In seven years, Jon and Sarah perfected the art of rock-paper-scissors. RPS, as they came to call it, enabled them to pursue psychology, but only as it pertained to RPS. Once a week they met at the tree, conducting research by themselves, eventually bringing other people as test subjects. The experiments went well: they high-fived each other often.
The experiments led to publications in psychoanalysis journals that won them international acclaim from a strange group of socially-repressed people, who labeled them as prodigies. They won over 200 awards alone for their third report, "Why Does Paper Beat Rock?", half named after Freud. It was a dull trophy case.
The bright young minds started work on their book, always writing at the tree, which was now surrounded by desks, file cabinets and a secretary named Gena. Jon was in love with Gena, but no time for that. He was also learning to suppress his rage over Sarah, never letting go of the first RPS match that started it all. With seven years of work, he had finally grown to appreciate Sarah for who she was, and decided to put their research above a silly game and a grudge.
The book had been released and the publicity tour had followed.

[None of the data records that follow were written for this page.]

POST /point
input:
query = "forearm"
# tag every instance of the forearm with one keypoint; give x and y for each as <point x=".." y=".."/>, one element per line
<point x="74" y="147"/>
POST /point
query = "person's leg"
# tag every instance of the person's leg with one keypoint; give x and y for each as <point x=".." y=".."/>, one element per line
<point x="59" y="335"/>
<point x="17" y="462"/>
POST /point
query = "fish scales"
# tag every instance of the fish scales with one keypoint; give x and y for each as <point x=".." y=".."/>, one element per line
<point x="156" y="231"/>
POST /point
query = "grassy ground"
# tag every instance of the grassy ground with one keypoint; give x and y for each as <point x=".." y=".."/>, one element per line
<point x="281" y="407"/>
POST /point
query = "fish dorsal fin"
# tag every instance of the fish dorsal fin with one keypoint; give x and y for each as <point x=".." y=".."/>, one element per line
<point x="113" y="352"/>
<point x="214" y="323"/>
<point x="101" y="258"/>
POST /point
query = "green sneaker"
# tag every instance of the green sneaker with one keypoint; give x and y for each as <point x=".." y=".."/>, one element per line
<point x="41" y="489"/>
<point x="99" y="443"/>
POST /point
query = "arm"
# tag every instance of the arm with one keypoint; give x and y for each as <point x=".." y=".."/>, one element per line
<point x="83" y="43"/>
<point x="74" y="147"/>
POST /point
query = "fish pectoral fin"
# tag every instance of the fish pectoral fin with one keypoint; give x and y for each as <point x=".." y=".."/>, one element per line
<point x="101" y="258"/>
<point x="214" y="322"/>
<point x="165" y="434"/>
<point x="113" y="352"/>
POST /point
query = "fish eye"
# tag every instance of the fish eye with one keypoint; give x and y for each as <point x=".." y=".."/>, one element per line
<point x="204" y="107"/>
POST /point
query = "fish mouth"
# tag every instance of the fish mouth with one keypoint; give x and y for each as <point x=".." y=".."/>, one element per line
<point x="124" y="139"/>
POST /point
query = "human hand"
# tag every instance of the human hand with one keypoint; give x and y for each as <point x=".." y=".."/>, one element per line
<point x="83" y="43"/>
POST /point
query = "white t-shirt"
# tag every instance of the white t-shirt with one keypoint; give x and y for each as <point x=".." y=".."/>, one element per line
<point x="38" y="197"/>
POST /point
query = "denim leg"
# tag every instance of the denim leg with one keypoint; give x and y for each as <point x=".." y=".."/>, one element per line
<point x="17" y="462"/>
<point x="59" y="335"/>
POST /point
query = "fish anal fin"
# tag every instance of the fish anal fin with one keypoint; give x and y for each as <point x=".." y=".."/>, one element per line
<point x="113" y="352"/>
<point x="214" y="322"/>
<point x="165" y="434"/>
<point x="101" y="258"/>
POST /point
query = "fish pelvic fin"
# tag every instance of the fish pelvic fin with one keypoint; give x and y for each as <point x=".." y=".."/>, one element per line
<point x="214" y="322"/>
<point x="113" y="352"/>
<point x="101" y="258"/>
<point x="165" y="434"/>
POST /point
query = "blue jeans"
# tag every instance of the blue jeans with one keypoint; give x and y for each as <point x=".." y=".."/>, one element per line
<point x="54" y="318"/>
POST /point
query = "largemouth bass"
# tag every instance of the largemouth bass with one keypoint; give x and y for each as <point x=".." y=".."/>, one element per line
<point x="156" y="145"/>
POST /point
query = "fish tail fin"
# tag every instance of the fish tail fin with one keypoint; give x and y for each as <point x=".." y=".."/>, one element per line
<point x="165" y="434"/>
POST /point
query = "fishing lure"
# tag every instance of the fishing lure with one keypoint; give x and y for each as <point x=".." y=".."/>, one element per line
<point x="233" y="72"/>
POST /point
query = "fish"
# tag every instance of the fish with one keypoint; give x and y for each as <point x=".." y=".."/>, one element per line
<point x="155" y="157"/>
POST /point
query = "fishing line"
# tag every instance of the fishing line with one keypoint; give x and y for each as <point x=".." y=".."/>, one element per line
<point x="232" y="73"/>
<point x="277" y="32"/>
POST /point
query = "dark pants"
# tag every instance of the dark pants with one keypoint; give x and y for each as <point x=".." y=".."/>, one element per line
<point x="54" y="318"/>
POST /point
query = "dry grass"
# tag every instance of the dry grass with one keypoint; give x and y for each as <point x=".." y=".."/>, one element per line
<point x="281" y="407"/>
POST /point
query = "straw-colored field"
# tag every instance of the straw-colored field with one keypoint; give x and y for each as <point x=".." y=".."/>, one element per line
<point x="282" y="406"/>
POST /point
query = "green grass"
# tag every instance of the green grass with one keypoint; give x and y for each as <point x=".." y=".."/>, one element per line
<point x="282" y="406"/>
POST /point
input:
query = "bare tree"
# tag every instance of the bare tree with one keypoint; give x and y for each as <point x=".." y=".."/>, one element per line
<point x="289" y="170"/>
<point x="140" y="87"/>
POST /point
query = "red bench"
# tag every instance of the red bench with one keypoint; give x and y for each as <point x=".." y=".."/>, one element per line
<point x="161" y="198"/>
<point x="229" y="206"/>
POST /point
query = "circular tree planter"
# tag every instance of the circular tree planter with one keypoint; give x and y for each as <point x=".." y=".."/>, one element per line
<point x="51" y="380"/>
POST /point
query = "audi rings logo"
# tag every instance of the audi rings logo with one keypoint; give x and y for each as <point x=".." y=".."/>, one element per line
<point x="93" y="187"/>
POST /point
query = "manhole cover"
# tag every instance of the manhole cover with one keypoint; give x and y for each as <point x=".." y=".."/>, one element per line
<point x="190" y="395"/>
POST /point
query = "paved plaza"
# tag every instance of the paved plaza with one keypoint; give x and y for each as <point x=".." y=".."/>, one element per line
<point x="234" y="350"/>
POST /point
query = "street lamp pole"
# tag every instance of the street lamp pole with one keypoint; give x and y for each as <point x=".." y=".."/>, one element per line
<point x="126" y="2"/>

Sarah decided to do Australia alone, and Jon hadn't bothered to argue. He was to meet her at 4 p.m. on the day she returned. Like a bride to her wedding he walked the long, familiar walk to the tree as he had thousands of times before. It was a good day, he could feel it.
Standing under the tree was not Sarah, but her brother Clyde. Jon did not like Clyde, did not like anyone named Clyde and did not think polo shirts were acceptable seven days a week. But Clyde looked distraught and Jon had to know what the matter was.
"Why the long face, Clyde?"
Clyde was silent for several moments.
"The plane...her returning plane...it crashed. She's dead."
Jon was taken aback and expressionless.
"Oh...I'm so sorry Clyde. I - I have to go. Goodbye now."
Turning around and grinning, Jon thought, "Finally! I always hated going to that godawful tree."